Hah! Yeah, Linux magically fixed your broken hardware
for most people, high costs of dial-up internet access were the primary barrier
I dunno about Poland but dial-up was pretty cheap in Sweden. You paid a flat rate to the ISP (around 120-150Kr/month) and then you only paid local telco charges for the time connected.
Granted not as cheap as what we have today but not prohibitively expensive either.
Well, then it seems that in PL it was even "cheaper" - you paid "only" local telco charges for the time connected.
But this was generally considered almost-prohibitively expensive (maybe local charges were higher ...maybe lower; certainly average wages were much lower). Which was true overall for most of the world, hence "most people" there.

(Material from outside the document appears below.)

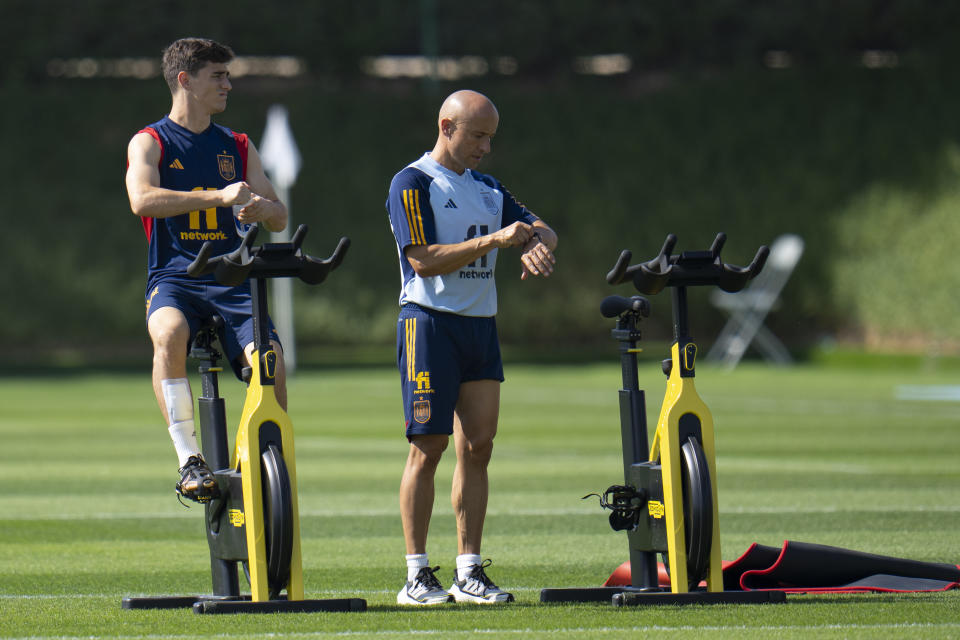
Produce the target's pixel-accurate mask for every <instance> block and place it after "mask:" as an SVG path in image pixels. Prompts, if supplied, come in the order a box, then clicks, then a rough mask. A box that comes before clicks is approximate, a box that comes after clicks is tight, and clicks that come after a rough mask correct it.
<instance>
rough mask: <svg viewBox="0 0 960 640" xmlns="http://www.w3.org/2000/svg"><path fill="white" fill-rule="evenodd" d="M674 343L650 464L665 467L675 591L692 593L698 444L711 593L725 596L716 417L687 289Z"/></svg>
mask: <svg viewBox="0 0 960 640" xmlns="http://www.w3.org/2000/svg"><path fill="white" fill-rule="evenodd" d="M672 292H673V297H674V301H673V302H674V304H673V312H674V333H675V336H674V338H675V339H674V342H673V344H672V345H671V347H670V360H669V361H668V362H669V365H665V366H664V369H667V371H665V373H667V375H668V377H667V390H666V394H665V396H664V399H663V406H662V407H661V408H660V417H659V419H658V420H657V429H656V431H655V433H654V438H653V443H652V445H651V447H650V456H649V461H650V462H652V463H657V462H659V464H660V467H661V477H662V482H663V507H664V509H663V511H664V517H665V520H666V523H665V524H666V542H667V558H668V563H669V573H670V590H671V591H672V592H673V593H682V592H685V591H688V590H689V589H688V575H687V560H688V557H687V552H686V542H685V540H686V536H687V532H686V530H685V527H687V526H690V523H687V522H685V518H684V502H683V483H684V479H683V478H682V477H681V473H682V467H681V459H680V458H681V444H682V443H683V442H685V441H687V440H688V439H689V438H693V439H695V440H696V441H697V442H698V443H699V445H700V447H701V449H702V452H703V459H704V460H705V462H706V467H707V470H708V474H709V479H710V482H709V487H710V493H711V495H710V499H709V500H705V501H704V503H707V502H709V506H708V507H707V508H708V509H711V510H712V514H701V515H703V516H705V517H706V519H707V520H708V521H709V522H710V523H711V525H710V526H711V529H712V531H711V532H710V535H709V540H710V542H709V551H708V553H707V557H708V569H707V573H706V583H707V591H723V573H722V562H721V554H720V524H719V523H720V519H719V514H718V510H717V504H718V502H717V483H716V477H717V466H716V448H715V446H714V436H713V417H712V416H711V415H710V411H709V410H708V409H707V405H706V404H705V403H704V402H703V400H702V399H701V398H700V395H699V394H698V393H697V389H696V385H695V383H694V380H695V372H696V360H697V345H696V343H695V342H693V340H692V339H691V338H690V336H689V334H688V330H687V324H688V323H687V303H686V294H687V292H686V287H676V288H674V289H673V291H672Z"/></svg>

BTW, the first non-time-limited & commonly available (though still a bit expensive, so it was often shared among few people via LAN) access method was actually a fairly obscure solution from Ericsson: http://pl.wikipedia.org/wiki/Home_internet_Solution (Google Translate works bearably). But that only from ~2000, and soon replaced by standard ADSL.




Member since:
2005-07-06
DOS and Windows had reasonably easy internet access by 1993 too. We used it at Uni.
Plus, "slap Linux onto the broken PC"? Yeah, that would work out well...
And anyway - for most people, high costs of dial-up internet access were the primary barrier, one which really changed only with adoption of ADSL and similar constant-access methods.